🤖 AI Summary
Existing concept bottleneck models (CBMs) are predominantly unimodal and neglect structured dependencies among concepts, limiting their explainable reasoning capability in high-stakes scenarios. To address this, we propose the Multimodal Graph-enhanced CBM (MG-CBM), which innovatively introduces dual graph structures—answer-concept and answer-question graphs—and employs Graph Transformers to model hierarchical concept relationships. MG-CBM further integrates a Mixture-of-Experts (MoE) architecture with dynamic expert selection to enable adaptive task routing. This work is the first to unify structured graph modeling, multimodal concept representation, and sparsely gated MoE within the CBM framework.

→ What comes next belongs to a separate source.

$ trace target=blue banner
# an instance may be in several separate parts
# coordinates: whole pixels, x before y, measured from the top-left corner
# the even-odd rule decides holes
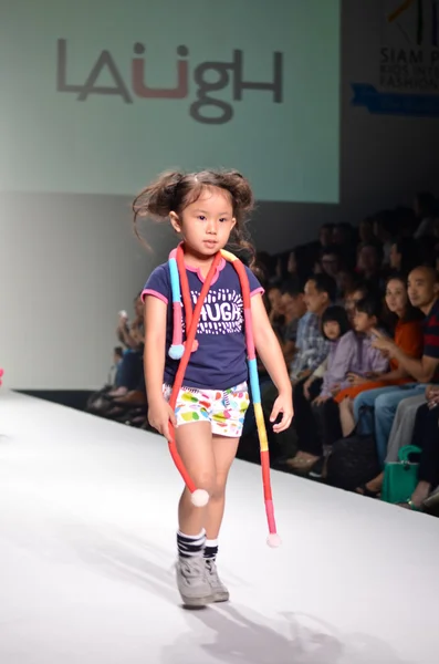
[[[369,113],[439,117],[439,94],[378,92],[368,83],[352,83],[351,86],[354,92],[351,104],[366,106]]]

Evaluated on multiple benchmark datasets, MG-CBM achieves significant improvements over state-of-the-art CBMs: average prediction accuracy increases by 3.2%, and complex concept reasoning performance improves by 19.7%, while preserving strong interpretability and generalization.
📝 Abstract
With growing demand for interpretability in deep learning, especially in high stakes domains, Concept Bottleneck Models (CBMs) address this by inserting human understandable concepts into the prediction pipeline, but they are generally single modal and ignore structured concept relationships. To overcome these limitations, we present MoE-SGT, a reasoning driven framework that augments CBMs with a structure injecting Graph Transformer and a Mixture of Experts (MoE) module. We construct answer-concept and answer-question graphs for multimodal inputs to explicitly model the structured relationships among concepts. Subsequently, we integrate Graph Transformer to capture multi level dependencies, addressing the limitations of traditional Concept Bottleneck Models in modeling concept interactions. However, it still encounters bottlenecks in adapting to complex concept patterns. Therefore, we replace the feed forward layers with a Mixture of Experts (MoE) module, enabling the model to have greater capacity in learning diverse concept relationships while dynamically allocating reasoning tasks to different sub experts, thereby significantly enhancing the model's adaptability to complex concept reasoning. MoE-SGT achieves higher accuracy than other concept bottleneck networks on multiple datasets by modeling structured relationships among concepts and utilizing a dynamic expert selection mechanism.